As dawn broke, I did my final task. The hardest farewell of Withywoods.
The fire had nearly died in my private study. The scroll racks were emptied, their contents either burned or packed for shipment back to the Buckkeep libraries. The secret compartment in my desk had gone undiscovered; if anyone found it now, they would find only emptiness.
I shut the tall doors, lit a candle, and triggered the hidden door to the spy-passageways. For a long moment I debated. Then I picked up the triptych the Fool had carved of Nighteyes, him, and me. I wondered if the peculiar hinge had been discovered in the course of the repairs, but inside Bee’s tiny den, all was still as she had left it. Nothing had been moved since the last time I’d been here. I smelled a faint scent of cat, but if he was about, he took care not to let me see him. I suspected he laired here now, for Bee’s supply of her mother’s scented candles was not nibbled by mice. I refused to wonder how he came and went. Cats, I knew, had their ways. I took the key to her bedchamber from my pocket and placed it on her shelf with her other keepsakes. Beside it I placed the carving. Here, at least, we would all be together.

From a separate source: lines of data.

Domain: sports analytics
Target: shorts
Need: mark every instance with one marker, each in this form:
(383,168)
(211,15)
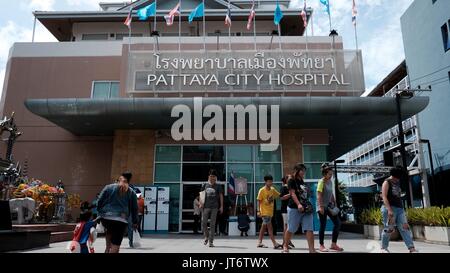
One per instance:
(284,215)
(296,217)
(115,229)
(266,220)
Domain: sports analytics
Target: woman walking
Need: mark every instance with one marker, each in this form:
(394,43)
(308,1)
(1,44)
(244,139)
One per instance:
(326,208)
(117,202)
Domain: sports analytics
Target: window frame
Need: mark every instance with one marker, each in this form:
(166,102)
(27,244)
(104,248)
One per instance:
(110,88)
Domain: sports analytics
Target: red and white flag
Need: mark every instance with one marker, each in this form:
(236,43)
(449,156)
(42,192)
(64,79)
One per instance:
(129,19)
(304,15)
(171,16)
(251,16)
(228,18)
(354,13)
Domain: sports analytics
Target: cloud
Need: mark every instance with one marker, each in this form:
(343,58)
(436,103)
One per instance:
(12,33)
(379,31)
(41,4)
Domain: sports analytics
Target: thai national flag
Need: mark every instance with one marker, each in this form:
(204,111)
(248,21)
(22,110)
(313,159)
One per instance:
(251,16)
(303,15)
(354,13)
(170,17)
(228,18)
(231,184)
(129,19)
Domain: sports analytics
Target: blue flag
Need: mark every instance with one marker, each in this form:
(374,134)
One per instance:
(197,12)
(147,11)
(278,15)
(327,5)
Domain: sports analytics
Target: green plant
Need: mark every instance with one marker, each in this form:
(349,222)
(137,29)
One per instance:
(371,216)
(431,216)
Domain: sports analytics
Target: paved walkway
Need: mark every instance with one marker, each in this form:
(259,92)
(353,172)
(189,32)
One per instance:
(174,243)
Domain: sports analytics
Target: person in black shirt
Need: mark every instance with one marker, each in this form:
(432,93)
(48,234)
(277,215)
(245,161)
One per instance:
(285,196)
(393,212)
(300,209)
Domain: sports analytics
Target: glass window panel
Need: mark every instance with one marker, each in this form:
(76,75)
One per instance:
(315,153)
(242,153)
(274,156)
(205,153)
(313,171)
(263,169)
(115,87)
(198,172)
(167,172)
(241,170)
(101,90)
(168,153)
(174,205)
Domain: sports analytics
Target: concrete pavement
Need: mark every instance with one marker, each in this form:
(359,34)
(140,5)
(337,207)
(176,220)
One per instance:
(176,243)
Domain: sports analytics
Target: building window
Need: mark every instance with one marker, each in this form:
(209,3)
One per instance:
(445,38)
(105,89)
(313,157)
(120,36)
(95,37)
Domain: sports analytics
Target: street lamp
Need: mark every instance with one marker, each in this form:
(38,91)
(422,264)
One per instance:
(405,94)
(430,156)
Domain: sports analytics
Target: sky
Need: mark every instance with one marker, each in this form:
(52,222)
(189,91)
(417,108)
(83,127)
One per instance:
(379,31)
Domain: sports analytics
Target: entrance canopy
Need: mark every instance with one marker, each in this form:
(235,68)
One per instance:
(350,120)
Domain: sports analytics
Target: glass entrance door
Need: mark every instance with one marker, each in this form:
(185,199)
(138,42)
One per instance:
(190,191)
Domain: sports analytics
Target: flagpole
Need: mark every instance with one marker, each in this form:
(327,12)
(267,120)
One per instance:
(179,28)
(229,29)
(356,35)
(254,29)
(204,25)
(156,4)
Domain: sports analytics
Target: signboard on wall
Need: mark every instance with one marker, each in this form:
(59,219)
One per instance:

I gave a final look around the hiding place my little child had created, and then left it behind me forever. The children of the keep would perhaps remember how they had hidden in a secret corridor, but they would search the walls of the pantry in vain for a way in. And I would take to my grave the trick of opening the study entry. Let her little things be safe there as long as the walls of Withywoods stood, as she had not been. I navigated the narrow corridor and shut the concealed door behind me.
Done. All was tidied and finished. I blew out my candle, picked up my pack, and left the room.

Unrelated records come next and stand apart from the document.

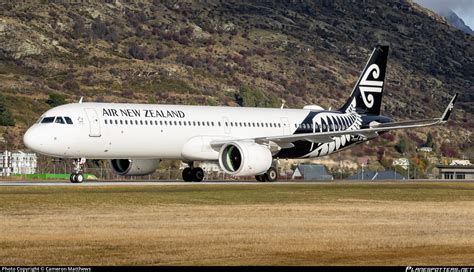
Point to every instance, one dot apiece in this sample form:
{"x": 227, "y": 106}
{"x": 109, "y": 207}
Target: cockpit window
{"x": 68, "y": 120}
{"x": 59, "y": 120}
{"x": 47, "y": 120}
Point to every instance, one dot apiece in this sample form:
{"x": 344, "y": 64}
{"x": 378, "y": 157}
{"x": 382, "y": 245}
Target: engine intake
{"x": 125, "y": 167}
{"x": 245, "y": 158}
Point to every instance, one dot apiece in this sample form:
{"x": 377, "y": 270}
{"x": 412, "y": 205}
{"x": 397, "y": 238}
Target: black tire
{"x": 197, "y": 174}
{"x": 187, "y": 174}
{"x": 79, "y": 178}
{"x": 271, "y": 175}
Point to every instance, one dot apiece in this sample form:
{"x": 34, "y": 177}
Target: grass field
{"x": 267, "y": 224}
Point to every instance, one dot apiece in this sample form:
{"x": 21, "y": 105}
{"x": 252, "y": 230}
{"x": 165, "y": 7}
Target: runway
{"x": 204, "y": 183}
{"x": 146, "y": 183}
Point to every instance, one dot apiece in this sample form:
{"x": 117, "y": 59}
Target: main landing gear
{"x": 271, "y": 175}
{"x": 191, "y": 173}
{"x": 77, "y": 176}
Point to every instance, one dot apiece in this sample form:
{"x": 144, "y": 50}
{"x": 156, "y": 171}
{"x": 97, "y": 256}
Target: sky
{"x": 463, "y": 8}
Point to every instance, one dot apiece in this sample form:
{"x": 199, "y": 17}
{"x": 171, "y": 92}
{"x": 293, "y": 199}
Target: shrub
{"x": 55, "y": 100}
{"x": 136, "y": 52}
{"x": 6, "y": 118}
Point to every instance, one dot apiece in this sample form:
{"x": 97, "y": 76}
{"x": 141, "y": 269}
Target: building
{"x": 311, "y": 172}
{"x": 402, "y": 162}
{"x": 376, "y": 175}
{"x": 17, "y": 163}
{"x": 456, "y": 171}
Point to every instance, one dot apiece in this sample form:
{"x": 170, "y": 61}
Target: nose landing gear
{"x": 271, "y": 175}
{"x": 191, "y": 173}
{"x": 77, "y": 176}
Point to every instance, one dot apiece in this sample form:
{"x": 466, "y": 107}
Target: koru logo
{"x": 370, "y": 86}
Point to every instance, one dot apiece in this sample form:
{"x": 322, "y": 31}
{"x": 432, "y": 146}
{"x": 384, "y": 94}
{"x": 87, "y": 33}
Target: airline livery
{"x": 244, "y": 141}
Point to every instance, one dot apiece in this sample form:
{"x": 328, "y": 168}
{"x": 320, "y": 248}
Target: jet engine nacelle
{"x": 125, "y": 167}
{"x": 245, "y": 158}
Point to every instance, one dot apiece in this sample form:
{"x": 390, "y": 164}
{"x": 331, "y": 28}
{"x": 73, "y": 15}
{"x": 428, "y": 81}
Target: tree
{"x": 429, "y": 140}
{"x": 401, "y": 145}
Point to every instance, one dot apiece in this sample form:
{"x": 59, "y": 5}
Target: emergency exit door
{"x": 94, "y": 124}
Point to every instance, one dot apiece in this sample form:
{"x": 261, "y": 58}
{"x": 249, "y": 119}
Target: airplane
{"x": 245, "y": 141}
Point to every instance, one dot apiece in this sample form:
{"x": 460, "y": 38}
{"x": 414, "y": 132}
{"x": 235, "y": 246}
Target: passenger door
{"x": 225, "y": 121}
{"x": 286, "y": 126}
{"x": 94, "y": 123}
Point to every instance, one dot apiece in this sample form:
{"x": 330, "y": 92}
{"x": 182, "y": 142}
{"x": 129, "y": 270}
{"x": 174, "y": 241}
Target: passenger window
{"x": 59, "y": 120}
{"x": 68, "y": 120}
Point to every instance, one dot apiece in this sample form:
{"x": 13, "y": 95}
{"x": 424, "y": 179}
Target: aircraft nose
{"x": 30, "y": 139}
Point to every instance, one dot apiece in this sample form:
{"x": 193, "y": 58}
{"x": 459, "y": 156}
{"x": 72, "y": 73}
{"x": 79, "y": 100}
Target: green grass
{"x": 22, "y": 197}
{"x": 255, "y": 224}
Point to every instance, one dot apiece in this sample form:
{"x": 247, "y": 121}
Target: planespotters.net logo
{"x": 439, "y": 269}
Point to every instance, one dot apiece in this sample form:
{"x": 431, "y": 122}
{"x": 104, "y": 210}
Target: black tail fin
{"x": 366, "y": 97}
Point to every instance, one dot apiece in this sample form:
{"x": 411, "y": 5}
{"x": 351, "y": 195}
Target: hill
{"x": 234, "y": 52}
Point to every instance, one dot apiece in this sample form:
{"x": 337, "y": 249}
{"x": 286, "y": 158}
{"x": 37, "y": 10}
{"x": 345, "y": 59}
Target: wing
{"x": 285, "y": 141}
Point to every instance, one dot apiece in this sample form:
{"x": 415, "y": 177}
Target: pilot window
{"x": 47, "y": 120}
{"x": 59, "y": 120}
{"x": 68, "y": 120}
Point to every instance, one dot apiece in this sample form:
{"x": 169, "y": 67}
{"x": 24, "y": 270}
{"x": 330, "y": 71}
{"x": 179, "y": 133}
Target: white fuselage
{"x": 146, "y": 131}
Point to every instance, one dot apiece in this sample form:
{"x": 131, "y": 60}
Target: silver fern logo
{"x": 350, "y": 120}
{"x": 367, "y": 87}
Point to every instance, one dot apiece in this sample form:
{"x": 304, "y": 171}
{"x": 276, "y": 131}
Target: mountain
{"x": 454, "y": 20}
{"x": 233, "y": 53}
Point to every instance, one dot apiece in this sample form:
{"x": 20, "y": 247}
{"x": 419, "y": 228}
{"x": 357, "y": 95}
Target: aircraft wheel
{"x": 79, "y": 178}
{"x": 271, "y": 175}
{"x": 197, "y": 174}
{"x": 187, "y": 174}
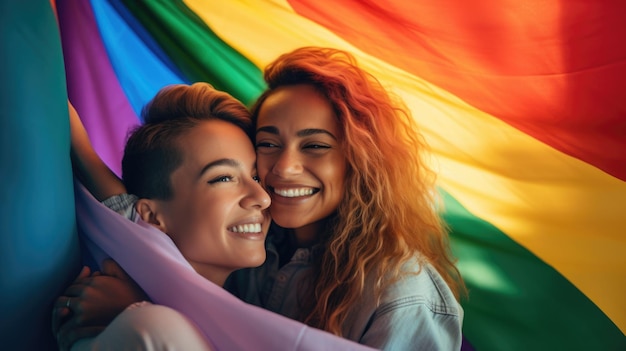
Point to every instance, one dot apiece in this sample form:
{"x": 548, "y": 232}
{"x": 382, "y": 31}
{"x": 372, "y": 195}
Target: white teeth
{"x": 294, "y": 192}
{"x": 246, "y": 228}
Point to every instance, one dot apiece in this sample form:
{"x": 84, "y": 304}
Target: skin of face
{"x": 217, "y": 217}
{"x": 300, "y": 159}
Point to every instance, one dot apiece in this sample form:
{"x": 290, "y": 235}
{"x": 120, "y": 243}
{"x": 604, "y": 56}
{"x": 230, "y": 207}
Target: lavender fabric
{"x": 154, "y": 262}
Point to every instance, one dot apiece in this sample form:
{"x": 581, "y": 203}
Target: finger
{"x": 110, "y": 267}
{"x": 66, "y": 338}
{"x": 84, "y": 272}
{"x": 59, "y": 314}
{"x": 77, "y": 288}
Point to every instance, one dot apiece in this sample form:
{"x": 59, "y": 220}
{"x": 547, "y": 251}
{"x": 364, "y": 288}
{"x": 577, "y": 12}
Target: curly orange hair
{"x": 388, "y": 214}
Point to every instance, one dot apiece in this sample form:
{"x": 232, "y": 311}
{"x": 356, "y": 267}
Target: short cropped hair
{"x": 152, "y": 152}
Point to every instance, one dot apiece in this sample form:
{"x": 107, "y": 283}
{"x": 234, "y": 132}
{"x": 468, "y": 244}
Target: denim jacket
{"x": 417, "y": 312}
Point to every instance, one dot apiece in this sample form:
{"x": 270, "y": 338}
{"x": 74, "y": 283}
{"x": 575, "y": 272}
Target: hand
{"x": 94, "y": 301}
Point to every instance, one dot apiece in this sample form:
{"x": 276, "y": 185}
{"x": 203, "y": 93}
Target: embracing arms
{"x": 101, "y": 182}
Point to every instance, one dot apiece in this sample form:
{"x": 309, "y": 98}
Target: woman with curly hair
{"x": 356, "y": 247}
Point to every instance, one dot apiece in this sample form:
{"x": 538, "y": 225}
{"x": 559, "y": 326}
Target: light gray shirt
{"x": 417, "y": 312}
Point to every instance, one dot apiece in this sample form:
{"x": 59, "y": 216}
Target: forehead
{"x": 215, "y": 139}
{"x": 298, "y": 106}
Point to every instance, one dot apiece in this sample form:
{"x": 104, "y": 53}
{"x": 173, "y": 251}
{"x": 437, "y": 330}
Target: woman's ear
{"x": 150, "y": 212}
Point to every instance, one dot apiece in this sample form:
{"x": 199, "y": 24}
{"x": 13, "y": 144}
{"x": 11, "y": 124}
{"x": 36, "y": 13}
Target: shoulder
{"x": 124, "y": 204}
{"x": 420, "y": 285}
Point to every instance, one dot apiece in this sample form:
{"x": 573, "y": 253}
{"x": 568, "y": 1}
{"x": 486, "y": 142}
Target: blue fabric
{"x": 39, "y": 248}
{"x": 139, "y": 63}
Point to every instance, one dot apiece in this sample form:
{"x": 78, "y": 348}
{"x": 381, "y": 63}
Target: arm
{"x": 94, "y": 301}
{"x": 101, "y": 182}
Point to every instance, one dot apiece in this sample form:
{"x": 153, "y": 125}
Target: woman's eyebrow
{"x": 302, "y": 133}
{"x": 313, "y": 131}
{"x": 268, "y": 129}
{"x": 221, "y": 162}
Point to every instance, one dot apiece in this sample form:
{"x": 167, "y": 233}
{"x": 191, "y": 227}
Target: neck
{"x": 214, "y": 274}
{"x": 309, "y": 235}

For stone remembers. It knows where it was quarried. Always it will work best when installed near its home quarry. Stones that remain near their home quarries will always be the most reliable and they should be used in preference to others whenever possible, even if it means that one must travel by several facets to reach a destination.
For other crossroads, away from all quarries, let the core stones be brought and allowed to stand, in sun and rain, for at least a score of years. Let each become full of the passage of the sunlight across its face and which stars shine above it. Cut from it then the faces that will remember the place it has stood and the stone core it was cut from.
To a core stone that has become centered in that place, apply the shaved faces of the stones from the destinations. Mark the runes carefully as to which ones are for arriving and which ones are for departing, lest one enter a stone face backward and face an opposing current. Renew the runes to keep them sharp and clear, to aid the stone in remembering from whence it came and where it must transport the traveler.
An expert mason must always make the choice. The stone must be strong, and yet rich in the Silver veins through which magic flows. Cut the core stones eight by eight by twenty. See they are well seated in the earth, to absorb the location and to assure that the stones do not lean nor fall.